Este equipamento, apesar de temido por muitos, representou um avanço tecnológico e foi o responsável por, finalmente, erradicar a varíola nas Américas, em setembro de 1980.

“Uma das grandes transformações que vivemos é de que, antigamente, a gente não tinha material descartável para aplicar a vacina. Quem viveu naquela época relatava que não sabia nem se a aplicação era realizada por um profissional de saúde e muito menos se havia a esterilização do equipamento. Foi quando surgiram, em larga escala, as doenças como as hepatites e o HIV [Vírus da imunodeficiência humana]”, afirmou a chefe do Núcleo da Rede de Frio da Secretaria de Saúde, Tereza Luiza Pereira.

Adesão à vacina

Lançamento de campanha de vacinação em Samambaia, em outubro de 1993 | Foto: Mary Leal
Lançamento de campanha de vacinação em Samambaia, em outubro de 1993 | Foto: Mary Leal
Lançamento de campanha de vacinação em Samambaia, em outubro de 1993 | Foto: Mary Leal

“Tivemos dois movimentos muito importantes aqui. Um foi o da vacinação contra a febre amarela, que fez a revolução da vacina em 1937. A outra foi a vacinação contra a poliomielite para conter a paralisia infantil. Essa doença deixou muitas crianças mortas ou sequeladas que vivem, até hoje, com paralisia. A vacina contra a poliomielite foi realmente uma das grandes vacinas lançadas, cuja adesão foi em massa porque os pais não queriam que os filhos tivessem aquela sequela”, explicou Tereza.

Em 1973, foi criado o Programa Nacional de Imunizações (PNI). Três anos depois, o governo lançou o primeiro calendário de vacinação brasileiro, em 1978, que incluía a BCG, a poliomielite oral, a tríplice bacteriana e a vacina do sarampo.
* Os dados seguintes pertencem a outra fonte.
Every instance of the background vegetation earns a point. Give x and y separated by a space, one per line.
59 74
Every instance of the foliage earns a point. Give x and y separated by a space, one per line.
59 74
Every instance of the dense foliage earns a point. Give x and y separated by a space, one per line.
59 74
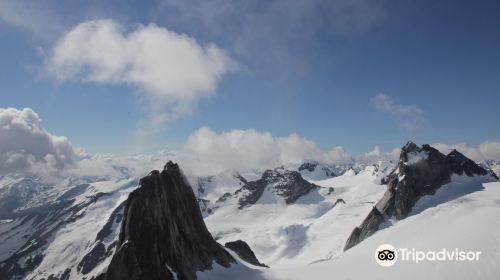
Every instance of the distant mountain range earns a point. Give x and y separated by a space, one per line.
281 223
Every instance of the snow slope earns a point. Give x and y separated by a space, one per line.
284 235
451 219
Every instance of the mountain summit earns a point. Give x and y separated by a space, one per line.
420 171
163 235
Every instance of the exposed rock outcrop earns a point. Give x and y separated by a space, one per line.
285 183
163 232
244 252
420 171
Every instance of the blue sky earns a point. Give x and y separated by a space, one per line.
309 67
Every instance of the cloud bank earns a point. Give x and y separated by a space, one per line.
171 71
408 117
250 149
26 146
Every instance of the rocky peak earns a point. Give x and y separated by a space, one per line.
163 233
284 183
309 166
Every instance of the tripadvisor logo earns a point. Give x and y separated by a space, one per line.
387 255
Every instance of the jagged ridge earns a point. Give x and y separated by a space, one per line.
420 171
163 232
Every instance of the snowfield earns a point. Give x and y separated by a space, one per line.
302 240
305 240
467 222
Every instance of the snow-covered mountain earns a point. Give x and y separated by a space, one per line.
296 219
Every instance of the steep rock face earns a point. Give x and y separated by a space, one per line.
420 171
285 183
163 232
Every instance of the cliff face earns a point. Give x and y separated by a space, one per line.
163 232
420 171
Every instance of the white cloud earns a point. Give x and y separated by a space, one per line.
32 16
377 155
484 151
408 117
171 71
385 104
249 149
26 147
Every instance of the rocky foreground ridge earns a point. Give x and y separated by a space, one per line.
163 235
Em 1991 foi registrado o último caso de poliomielite no Brasil, na Paraíba, o que garantiu o certificado de eliminação da doença nas Américas, em 1994, após o último caso registrado no Peru.

Coronavírus

O governador Ibaneis Rocha, no Dia D de vacinação contra a covid-19, em novembro de 2021 | Foto: Renato Alves/Agência Brasília
O governador Ibaneis Rocha, no Dia D de vacinação contra a covid-19, em novembro de 2021 | Foto: Renato Alves/Agência Brasília
O governador Ibaneis Rocha, no Dia D de vacinação contra a covid-19, em novembro de 2021 | Foto: Renato Alves/Agência Brasília

Depois de anos superadas as pandemias que avassalaram o mundo, como a da varíola e febre amarela, a tensão, o medo e a insegurança voltaram a apavorar a população com o aparecimento de um novo vírus responsável por milhões de mortes ao redor do mundo: a covid-19. O primeiro caso confirmado da doença no Distrito Federal foi no dia 7 de março de 2020. O Governo do Distrito Federal (GDF), diante do avanço do coronavírus, foi um dos primeiros a decretar toque de recolher, no dia 18 de março de 2020.
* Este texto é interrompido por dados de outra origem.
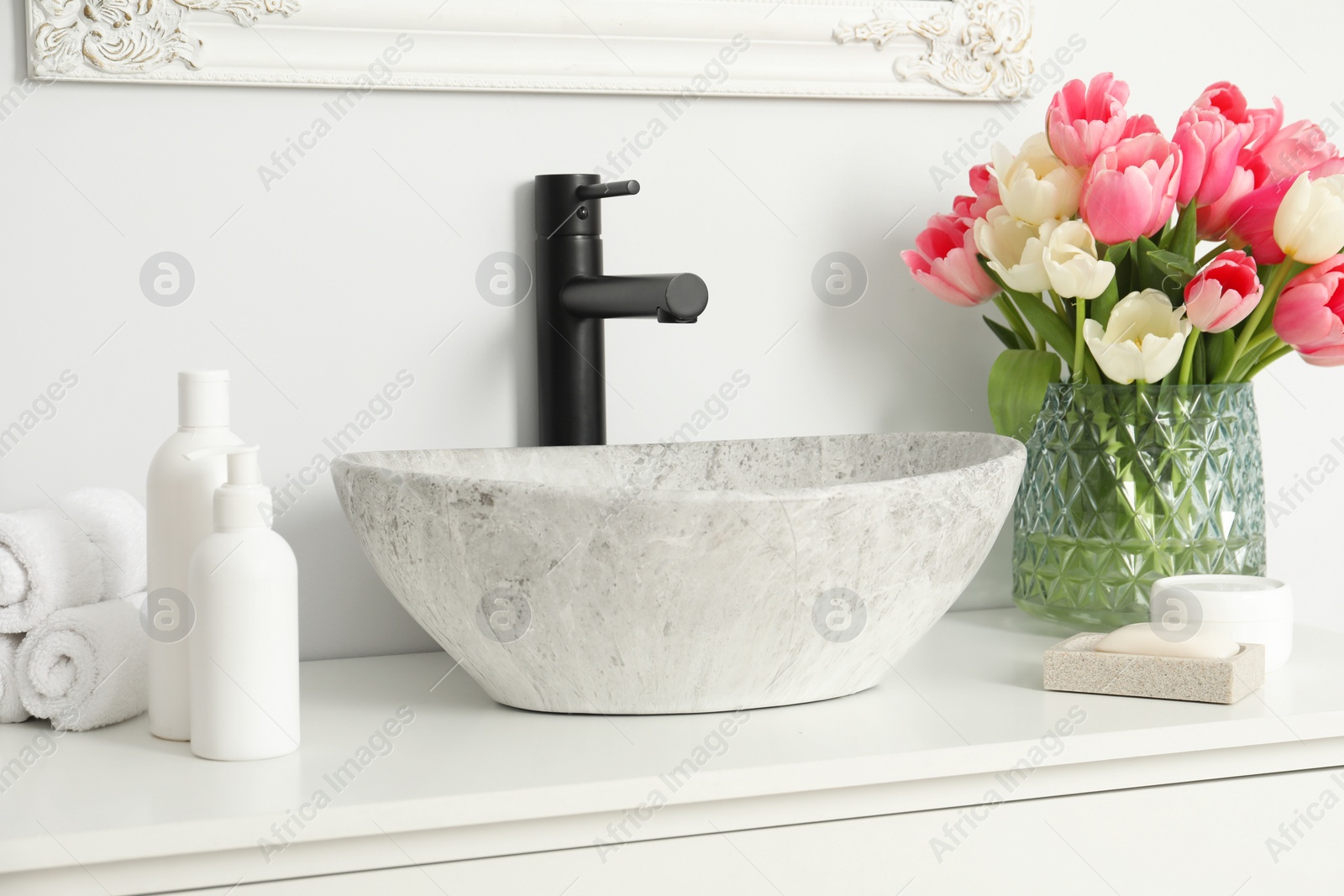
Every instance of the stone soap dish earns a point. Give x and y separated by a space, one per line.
1074 665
Até o dia 5 de agosto deste ano, foram notificados no DF 911.135 casos confirmados de covid-19. Do total de casos notificados, 898.964 (98,7%) estão recuperados e 11.871 (1,3 %) evoluíram para óbito. Os casos fatais da doença começaram a frear somente após a criação da vacina, em 2021.

Em 2023, iniciou-se a vacinação bivalente contra o vírus. De acordo com a chefe do Núcleo da Rede de Frio da Secretaria de Saúde, Tereza Luiza Pereira, o acesso à informação de forma facilitada no mundo atual influencia na adesão à vacina.

“Antigamente, as pessoas tinham uma mortalidade muito alta. As pessoas viam a vacina como a solução para a morte. Isso é diferente do que tivemos com a covid. Naquela época, ninguém ficava perguntando qual era o laboratório, quem fez, de onde veio. Hoje em dia, as pessoas estão mais bem-informadas e elas acabam tendo mais curiosidade para tirar todas essas dúvidas, seja para o bem ou para o mal, como é o caso dasfake news, que colocavam a saúde de outros em risco”, comparou.

Segundo Tereza, o movimento de vacinação contra a covid-19 teve muito mais impacto no início e, aos poucos, a adesão foi sendo enfraquecida pela população. “No início, as pessoas estavam com aquela percepção de risco, que era praticamente uma sentença de morte quem pegasse o vírus. Enquanto havia esse sentimento, a adesão era alta. Tanto é que a cobertura da primeira e segunda dose foi boa. Quando fomos adquirindo novas doses e a doença foi sendo controlada, justamente por causa da vacina, as pessoas perderam essa percepção de risco e a vacinação com as outras doses caiu bastante.”